The major incident caused by the failure of the UK’s National Air Traffic Services (Nats) in August 2023 may be a very rare occurrence, but a final report into the system failure has recommended 34 changes.
The report, prepared for the UK Civil Aviation Authority (CAA) by the Independent Review Panel, looked at what could be done better to limit the effects of the failure that occurred because an incorrectly formatted flight plan was submitted to the system.
In the event of a failure of a primary system, the backup system is designed to seamlessly take over processing. The authors of the Nats major incident investigation final report noted that in this instance, the primary system had not failed, but had acted as programmed. It placed itself into maintenance mode to make sure irreconcilable – and therefore, potentially unsafe – information was not sent to an air traffic controller.
However, the backup system applied the same logic to the flight plan with the same result. It subsequently raised its own critical exception, writing a log file into the system log, and placed itself into maintenance mode.
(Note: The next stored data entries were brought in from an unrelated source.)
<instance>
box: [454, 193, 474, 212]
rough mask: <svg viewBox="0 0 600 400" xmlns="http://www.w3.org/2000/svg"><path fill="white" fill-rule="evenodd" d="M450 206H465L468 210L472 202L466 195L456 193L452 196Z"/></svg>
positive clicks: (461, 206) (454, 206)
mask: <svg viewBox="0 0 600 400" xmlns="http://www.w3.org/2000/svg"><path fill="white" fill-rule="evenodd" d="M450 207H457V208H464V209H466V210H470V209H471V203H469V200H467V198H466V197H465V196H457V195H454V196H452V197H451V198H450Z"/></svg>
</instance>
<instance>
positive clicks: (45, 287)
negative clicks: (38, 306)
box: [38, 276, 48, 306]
The failure of Nats occurred because both the primary and backup Flight Plan Reception Suite Automated (FPRSA-R) subsystems were in maintenance mode to protect the safety of the air traffic control operations. This meant flight plans could no longer be automatically processed, and manual intervention was now required.
The report recommended that Nats should review the current command structure, its supporting technology and processes. This should analyse whether the current model is likely to lead to the best outcomes in the majority of incidents, or whether it can be optimised further with the addition of alternative options.
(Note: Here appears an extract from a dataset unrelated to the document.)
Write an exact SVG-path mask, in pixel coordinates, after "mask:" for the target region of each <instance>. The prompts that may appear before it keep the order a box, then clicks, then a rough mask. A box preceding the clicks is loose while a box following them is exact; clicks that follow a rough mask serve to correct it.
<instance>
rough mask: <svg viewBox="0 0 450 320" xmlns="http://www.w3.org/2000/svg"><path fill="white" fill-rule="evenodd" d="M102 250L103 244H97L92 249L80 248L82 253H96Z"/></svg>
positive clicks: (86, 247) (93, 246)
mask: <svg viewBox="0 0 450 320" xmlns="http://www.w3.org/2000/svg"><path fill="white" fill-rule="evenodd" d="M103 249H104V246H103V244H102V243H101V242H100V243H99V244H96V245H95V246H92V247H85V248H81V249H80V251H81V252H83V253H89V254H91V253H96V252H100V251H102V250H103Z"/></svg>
The report’s authors recommended that this review should include, as a minimum, options for alternative models and examples of other effective command structures, including the use of a single incident manager model. They also noted that such options should include guidance about when the use of each option is most appropriate, and suggested a review of training requirements to maximise operational oversight capabilities during incidents, and system and process requirements to support selected structures, including decision-making, escalation and creation of a common operating picture.
When Nats went offline, a subset of unprocessed data remained in the system but was outside the established pause queue. This required further escalation to identify the root cause of the issue.
The report recommended that air traffic control documentation should be reviewed to ensure that the system complexity and behaviour can be better understood by engineers and users who are not dedicated to the system. There should also be a high-level joint Technical Services and Operations review of key critical systems. The report recommended that this review should confirm that the operational documentation for each system reviewed has sufficient description and clarity to allow the system to be operated safely and resiliently in unexpected circumstances.
While escalation procedures were followed, the authors of the report pointed out that earlier contact with the supplier would most likely have expedited the resolution of the event.
They recommended that Nats should update the escalation process to provide guidance on the time or other key criteria that should trigger when, and under what circumstances, supplier support is requested. “Nats should create a single controlled document detailing the supplier contracts and associated contacts, who provide 24-hour support,” the report stated. “These details should be accessible by anyone in Nats likely to be required to support an incident response. As a minimum, these should include Levels 1 through 3 of engineering support.”
Among the minor recommendations is that given the complexity of the system architecture, which is regularly changed and upgraded, it is impossible to maintain up-to-date overall system mapping of Nats. The report’s authors recommended conducting an assessment of the feasibility of using new technology, or a model-based engineering process, to rapidly produce the required system schematic information to the teams during the early stages of an incident.
They also said that the technical services director should review the current operational documentation in support of implementing new technology, or a model-based engineering process that supports rapid mapping. “This must ensure that there is sufficient and accurate detail for the various levels of engineering support to see the high-level, key interfacing systems and methods by which they connect,” they wrote.
The key aim of this review should be to assist in the identification of problems that might be upstream or downstream of the specific system where a fault first occurs.